In fiscal year 2009 — the last fiscal year before the recession and before federal stimulus spending began — Kansas spent $4,400 in base state aid per pupil. Next year it will spend $3,852 per student.
But taxpayers spend more on schools than just the basic per-pupil rate. Brownback argues that when all state aid for education is counted, the total state investment per pupil in fiscal year 2015 will be $7,175. That’s $10 per pupil more than fiscal year 2009.
Brownback’s additional school spending can be almost completely attributed to increased contributions to the state’s pension system and capital improvement aid for districts, not on teacher salaries, books or other operational costs.

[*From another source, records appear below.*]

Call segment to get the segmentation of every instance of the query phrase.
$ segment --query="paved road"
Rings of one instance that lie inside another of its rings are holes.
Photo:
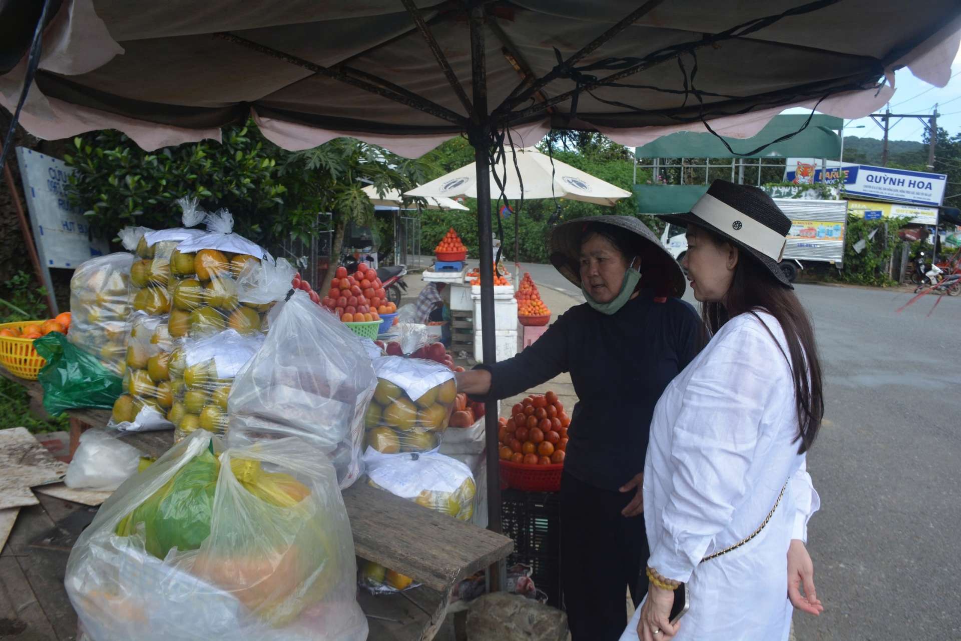
[[[538,285],[579,294],[550,265]],[[820,617],[798,641],[961,639],[961,298],[799,284],[826,377],[808,456]],[[690,290],[685,300],[694,303]]]

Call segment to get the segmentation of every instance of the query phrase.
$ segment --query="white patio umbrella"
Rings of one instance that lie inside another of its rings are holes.
[[[373,185],[368,185],[363,188],[363,192],[367,194],[370,198],[370,202],[374,205],[400,208],[410,206],[409,200],[407,204],[404,203],[404,196],[401,195],[400,189],[388,189],[383,192],[383,196],[381,196]],[[469,207],[464,207],[453,198],[446,198],[444,196],[440,196],[439,198],[428,198],[427,207],[421,207],[426,210],[461,210],[463,211],[470,209]]]
[[[490,193],[495,198],[500,195],[497,186],[497,177],[505,185],[505,195],[509,200],[521,197],[521,183],[524,184],[524,198],[568,198],[585,203],[595,203],[606,207],[614,207],[617,201],[630,196],[627,189],[605,183],[600,178],[572,167],[566,162],[554,160],[542,154],[533,147],[516,148],[517,168],[514,159],[507,148],[505,154],[506,170],[504,163],[491,168]],[[517,179],[518,169],[521,180]],[[477,198],[477,166],[472,162],[459,169],[452,171],[437,180],[426,183],[419,187],[404,193],[405,196],[452,197],[466,196]]]

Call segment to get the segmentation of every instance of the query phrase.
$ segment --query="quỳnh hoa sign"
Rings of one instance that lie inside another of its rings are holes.
[[[91,258],[108,253],[108,243],[102,238],[91,239],[86,218],[70,207],[65,187],[73,169],[63,160],[25,147],[16,148],[16,159],[34,242],[44,269],[76,269]]]

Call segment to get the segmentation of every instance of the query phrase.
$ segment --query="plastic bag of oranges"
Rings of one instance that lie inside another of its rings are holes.
[[[261,332],[270,306],[240,302],[236,279],[248,262],[259,263],[270,255],[232,233],[234,216],[226,210],[207,214],[205,223],[206,233],[192,234],[170,255],[170,335],[204,338],[224,330]]]
[[[234,378],[263,344],[263,334],[227,330],[201,340],[184,338],[170,353],[168,373],[174,402],[167,420],[174,442],[196,430],[227,431],[227,397]]]
[[[365,456],[367,482],[419,505],[470,521],[477,486],[470,468],[435,452]],[[409,577],[373,561],[360,566],[358,583],[374,594],[414,587]]]
[[[142,237],[142,234],[141,234]],[[136,246],[136,242],[135,242]],[[90,259],[70,279],[70,342],[123,376],[126,323],[134,255],[124,252]]]
[[[377,388],[364,412],[366,451],[398,454],[436,448],[457,395],[454,372],[433,360],[405,357],[376,358],[374,370]]]
[[[291,290],[271,311],[263,347],[234,380],[227,441],[297,436],[333,460],[347,487],[360,475],[364,410],[376,385],[359,336],[307,292]]]

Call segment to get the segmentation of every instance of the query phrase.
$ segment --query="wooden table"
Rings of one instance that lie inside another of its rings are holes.
[[[42,401],[43,388],[0,367],[0,376],[20,383]],[[80,434],[104,427],[106,409],[71,409],[70,454]],[[130,432],[120,440],[145,455],[160,456],[173,445],[173,431]],[[375,597],[360,591],[358,601],[368,615],[371,641],[428,641],[444,621],[451,591],[462,579],[505,558],[514,542],[490,530],[462,523],[364,482],[342,492],[357,556],[407,575],[421,587]],[[403,622],[403,623],[396,623]]]

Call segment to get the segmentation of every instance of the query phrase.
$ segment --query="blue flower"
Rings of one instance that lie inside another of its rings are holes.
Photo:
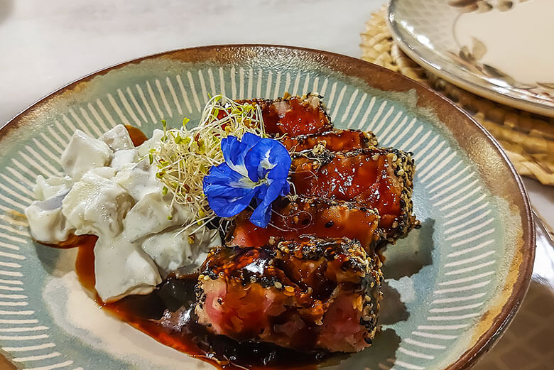
[[[204,178],[204,194],[210,207],[220,217],[244,210],[253,200],[256,208],[250,221],[266,227],[271,216],[271,203],[290,191],[287,182],[290,156],[276,140],[246,133],[222,140],[224,163],[212,166]]]

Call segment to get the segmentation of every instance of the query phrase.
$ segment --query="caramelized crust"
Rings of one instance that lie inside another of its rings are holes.
[[[412,214],[413,175],[411,153],[370,148],[298,155],[293,159],[290,177],[298,195],[376,208],[386,239],[394,242],[416,223]]]
[[[372,132],[358,130],[335,130],[321,134],[310,134],[281,138],[281,142],[290,152],[301,152],[321,146],[331,151],[352,151],[377,146],[377,138]]]
[[[375,334],[380,266],[346,238],[219,247],[202,268],[195,312],[200,324],[238,340],[359,351]]]
[[[261,109],[266,133],[276,136],[296,136],[317,134],[332,129],[329,116],[322,103],[322,97],[308,94],[275,99],[239,100]]]
[[[344,236],[358,240],[368,253],[372,253],[381,236],[377,213],[352,202],[303,197],[292,200],[287,197],[276,201],[273,210],[266,228],[249,221],[251,212],[241,212],[234,220],[228,244],[259,246],[302,235]]]

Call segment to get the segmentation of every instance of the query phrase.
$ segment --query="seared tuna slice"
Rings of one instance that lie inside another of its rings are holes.
[[[303,97],[254,99],[239,102],[250,102],[260,107],[266,133],[278,136],[296,136],[332,129],[322,98],[310,93]]]
[[[376,211],[344,200],[293,198],[295,200],[286,197],[273,202],[271,219],[266,228],[249,221],[251,212],[241,212],[234,219],[228,244],[260,246],[270,241],[293,240],[303,235],[344,236],[359,241],[366,252],[373,253],[381,236]]]
[[[290,177],[298,195],[376,208],[385,239],[394,242],[416,224],[412,213],[415,165],[411,156],[386,148],[308,152],[293,159]]]
[[[335,130],[321,134],[284,136],[281,138],[281,142],[290,152],[310,150],[318,145],[331,151],[341,151],[376,146],[377,138],[372,132]]]
[[[198,322],[239,341],[360,351],[375,334],[380,266],[346,238],[216,248],[198,279]]]

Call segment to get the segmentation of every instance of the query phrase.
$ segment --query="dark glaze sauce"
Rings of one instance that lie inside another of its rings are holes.
[[[135,146],[146,140],[140,129],[126,127]],[[79,249],[75,272],[81,284],[94,294],[94,246],[97,239],[92,235],[72,236],[67,241],[53,246]],[[104,303],[97,295],[97,303],[103,310],[158,342],[221,369],[317,369],[315,364],[324,357],[321,353],[302,353],[270,343],[239,342],[210,333],[197,324],[194,313],[197,278],[169,278],[148,295],[131,295],[112,303]]]
[[[79,237],[75,271],[79,281],[94,290],[96,236]],[[270,343],[237,342],[215,335],[196,323],[195,286],[197,276],[169,278],[146,295],[130,295],[104,303],[102,310],[147,334],[158,342],[225,370],[249,369],[315,370],[322,353],[302,353]]]

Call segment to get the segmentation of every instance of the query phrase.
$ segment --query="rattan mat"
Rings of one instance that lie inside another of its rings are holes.
[[[554,186],[554,119],[482,98],[433,75],[408,58],[386,26],[386,6],[374,13],[362,33],[362,58],[398,71],[450,98],[502,145],[520,175]]]

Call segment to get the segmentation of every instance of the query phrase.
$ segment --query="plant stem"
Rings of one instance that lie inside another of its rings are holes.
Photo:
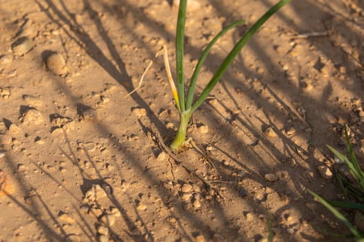
[[[171,144],[171,149],[175,151],[181,149],[183,142],[186,140],[186,132],[187,131],[187,126],[189,125],[189,118],[192,115],[190,109],[180,113],[180,124],[177,130],[177,135]]]

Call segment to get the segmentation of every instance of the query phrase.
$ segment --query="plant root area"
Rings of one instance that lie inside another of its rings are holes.
[[[246,20],[211,50],[197,94],[277,1],[188,1],[187,84],[215,35]],[[343,199],[335,174],[348,174],[326,145],[346,151],[345,125],[364,160],[364,3],[293,1],[280,10],[193,113],[196,147],[174,159],[159,145],[173,140],[178,113],[155,57],[166,44],[175,72],[177,5],[0,0],[0,241],[349,234],[307,190]]]

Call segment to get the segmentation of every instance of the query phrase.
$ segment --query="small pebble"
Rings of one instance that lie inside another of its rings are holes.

When pension spending and capital aid are subtracted, state support for Kansas schools was roughly $100 million higher in fiscal year 2009 than in fiscal year 2014.
To be fair, school spending in Kansas began to dip in fiscal year 2010, the year before Brownback took office. The impact of that slump was reduced that year, though, because of federal education stimulus spending in the state.
Claim: The Kansas poverty level has been “flat” during the current administration. — March 2014
This claim depends on the definition of “flat” and the definition of poverty.
Census Bureau figures show poverty in Kansas grew during the first two years of the Brownback administration.
In 2010, the year before Brownback took office, 13.6 percent of Kansans were living below the poverty level. In 2012, 14 percent of Kansans lived below the poverty level, the highest percentage since at least 2008.
Figures for 2013 are not yet available. In an email, Brownback’s office said the poverty claim is related to poverty for children, not the overall rate.
Brownback’s office points to data showing the percentage of children living in poverty was essentially flat in 2011 and 2012, although the actual number of those children grew by about 1,000.
In a March speech when he was asked about the state’s poverty level, Brownback conceded that he had not made a lot of progress on the problem of child poverty.
“We really haven’t had enough time to get at that issue,” he said. “We’ve really got to do a lot more work in that area.”
Claim: “We are not going to cut anybody off of Medicaid. Nobody will be cut off of Medicaid. We are not cutting provider benefits.” — October 2012
The claim is incomplete. Some people are getting less coverage from Medicaid than before, while a larger number of people have seen increases by KanCare, the state’s Medicaid overhaul.
The companies that manage care for the program — Amerigroup, Sunflower State Health Plan and UnitedHealthcare — reduced services last year for about 1,300 people receiving home and community-based services.
Brownback administration officials say those reductions should be balanced against additional services for some patients and a reduced waiting list. Today, roughly 3,200 Kansans are getting more services under Medicaid than were provided previously. KanCare is providing more services than before, such as heart transplants and bariatric surgery, a spokeswoman said.